Individual extractions carry some noise. Our production estimates use the median of all extractions for each property and exclude properties with high internal variation. After these cleaning steps, the vast majority of properties with multiple listings produce consistent levy amounts across their listing history. The remaining inconsistent properties are excluded from the published dataset.

“Within-building variation means unit-level estimates are unreliable”

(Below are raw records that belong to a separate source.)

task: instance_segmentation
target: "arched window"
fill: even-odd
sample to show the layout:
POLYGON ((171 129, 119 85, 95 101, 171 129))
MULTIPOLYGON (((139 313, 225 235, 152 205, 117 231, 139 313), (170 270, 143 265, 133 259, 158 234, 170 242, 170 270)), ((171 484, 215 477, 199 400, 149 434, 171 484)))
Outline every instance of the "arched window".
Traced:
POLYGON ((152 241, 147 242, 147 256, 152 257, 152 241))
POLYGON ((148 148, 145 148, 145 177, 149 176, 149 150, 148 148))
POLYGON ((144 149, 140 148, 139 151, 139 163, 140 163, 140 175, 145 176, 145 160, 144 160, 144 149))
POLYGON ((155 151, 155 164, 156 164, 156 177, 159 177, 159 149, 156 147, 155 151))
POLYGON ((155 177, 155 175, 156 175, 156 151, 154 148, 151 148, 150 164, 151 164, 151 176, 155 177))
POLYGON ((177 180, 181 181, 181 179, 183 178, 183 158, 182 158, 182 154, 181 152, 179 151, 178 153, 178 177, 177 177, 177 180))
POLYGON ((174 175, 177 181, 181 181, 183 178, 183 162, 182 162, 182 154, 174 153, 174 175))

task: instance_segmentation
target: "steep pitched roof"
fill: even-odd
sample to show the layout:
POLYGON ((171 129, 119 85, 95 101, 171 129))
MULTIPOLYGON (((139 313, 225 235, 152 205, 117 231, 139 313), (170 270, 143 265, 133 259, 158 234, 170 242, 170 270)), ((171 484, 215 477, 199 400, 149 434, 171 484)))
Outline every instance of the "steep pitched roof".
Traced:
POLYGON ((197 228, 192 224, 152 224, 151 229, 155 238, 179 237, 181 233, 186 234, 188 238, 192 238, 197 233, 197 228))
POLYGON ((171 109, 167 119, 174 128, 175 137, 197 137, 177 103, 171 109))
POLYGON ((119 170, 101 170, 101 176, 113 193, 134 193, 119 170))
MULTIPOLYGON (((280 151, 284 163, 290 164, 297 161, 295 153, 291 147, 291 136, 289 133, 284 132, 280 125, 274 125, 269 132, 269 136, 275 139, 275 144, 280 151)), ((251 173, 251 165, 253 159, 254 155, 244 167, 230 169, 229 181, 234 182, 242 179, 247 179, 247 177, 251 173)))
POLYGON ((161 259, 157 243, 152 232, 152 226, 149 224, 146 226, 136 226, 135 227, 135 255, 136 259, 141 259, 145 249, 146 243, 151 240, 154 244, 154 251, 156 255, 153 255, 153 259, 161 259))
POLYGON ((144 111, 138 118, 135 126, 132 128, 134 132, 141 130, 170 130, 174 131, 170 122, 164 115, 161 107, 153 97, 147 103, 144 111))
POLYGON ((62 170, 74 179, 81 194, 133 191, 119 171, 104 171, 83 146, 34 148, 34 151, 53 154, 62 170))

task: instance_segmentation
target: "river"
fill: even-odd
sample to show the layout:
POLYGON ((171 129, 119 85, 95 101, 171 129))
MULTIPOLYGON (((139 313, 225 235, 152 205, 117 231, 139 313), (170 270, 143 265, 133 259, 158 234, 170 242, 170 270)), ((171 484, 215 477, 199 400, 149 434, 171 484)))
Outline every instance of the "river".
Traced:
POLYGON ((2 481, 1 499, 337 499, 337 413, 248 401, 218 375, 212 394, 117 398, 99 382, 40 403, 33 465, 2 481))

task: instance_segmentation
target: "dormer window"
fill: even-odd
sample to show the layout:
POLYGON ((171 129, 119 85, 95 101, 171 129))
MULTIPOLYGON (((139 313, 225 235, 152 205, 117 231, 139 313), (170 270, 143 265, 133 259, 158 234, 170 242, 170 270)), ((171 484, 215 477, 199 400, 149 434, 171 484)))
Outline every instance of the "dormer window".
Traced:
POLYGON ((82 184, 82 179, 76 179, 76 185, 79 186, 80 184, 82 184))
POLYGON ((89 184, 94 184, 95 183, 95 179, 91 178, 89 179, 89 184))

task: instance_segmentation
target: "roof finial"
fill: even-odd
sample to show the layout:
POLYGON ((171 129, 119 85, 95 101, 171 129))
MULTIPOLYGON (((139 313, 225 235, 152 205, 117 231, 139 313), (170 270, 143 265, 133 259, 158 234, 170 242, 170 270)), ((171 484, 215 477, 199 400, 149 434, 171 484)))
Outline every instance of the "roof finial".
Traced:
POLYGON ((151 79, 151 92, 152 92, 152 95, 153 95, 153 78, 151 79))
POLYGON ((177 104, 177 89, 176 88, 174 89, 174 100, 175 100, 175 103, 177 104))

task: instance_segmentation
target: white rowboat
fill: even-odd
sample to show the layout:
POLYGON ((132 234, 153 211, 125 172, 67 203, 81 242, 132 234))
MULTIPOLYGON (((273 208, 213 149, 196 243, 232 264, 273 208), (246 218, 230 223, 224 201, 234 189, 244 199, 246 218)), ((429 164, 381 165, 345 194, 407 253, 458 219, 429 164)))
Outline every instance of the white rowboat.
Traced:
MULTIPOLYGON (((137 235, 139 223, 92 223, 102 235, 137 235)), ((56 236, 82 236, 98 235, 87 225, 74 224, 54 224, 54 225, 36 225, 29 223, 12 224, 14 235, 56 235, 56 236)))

Correct for large, diverse buildings. We address this by only publishing estimates for buildings where the internal variation is below 10%. For these buildings, every unit pays a similar amount regardless of size or floor level. For buildings with high variation (typically large towers with mixed unit types), we do not publish a point estimate.

Limitations

  • No ground truth validation. All accuracy metrics are measured against our own extracted levy amounts, not against actual levy notices. Independent validation against official strata documents would strengthen these findings.
  • Coverage is uneven. NSW accounts for 49% of the dataset. Victoria, despite being the second-largest apartment market, accounts for only 3%. Coverage depends on agent disclosure practices, which vary by state and agency.
  • Temporal currency. Strata levies increase over time (approximately 2% per year based on same-building observations). Estimates based on older listings may understate current levies.
  • No causal claims. Amenity premiums describe associations, not causation. A building with a pool pays more in strata, but the pool is not necessarily the cause of the higher levy. Other correlated factors (building age, height, location) may contribute.

Conclusion

Strata levies are a significant and often underestimated holding cost for apartment investors. The typical Australian apartment pays $3,096 per year in strata levies, consuming about 16% of gross rental income. This varies from $1,152 per year in South Australia to $5,076 in the Northern Territory.

By extracting levy information from listing descriptions and cross-validating within buildings, we can provide indicative estimates for 49,234 properties across 2,119 suburbs. These are based on what agents disclosed, not official strata records, and should be treated as a screening tool rather than a substitute for formal due diligence.

This data is now available on Microburbs property and suburb reports, giving buyers and investors an early indication of strata costs before they commit to an inspection or due diligence process.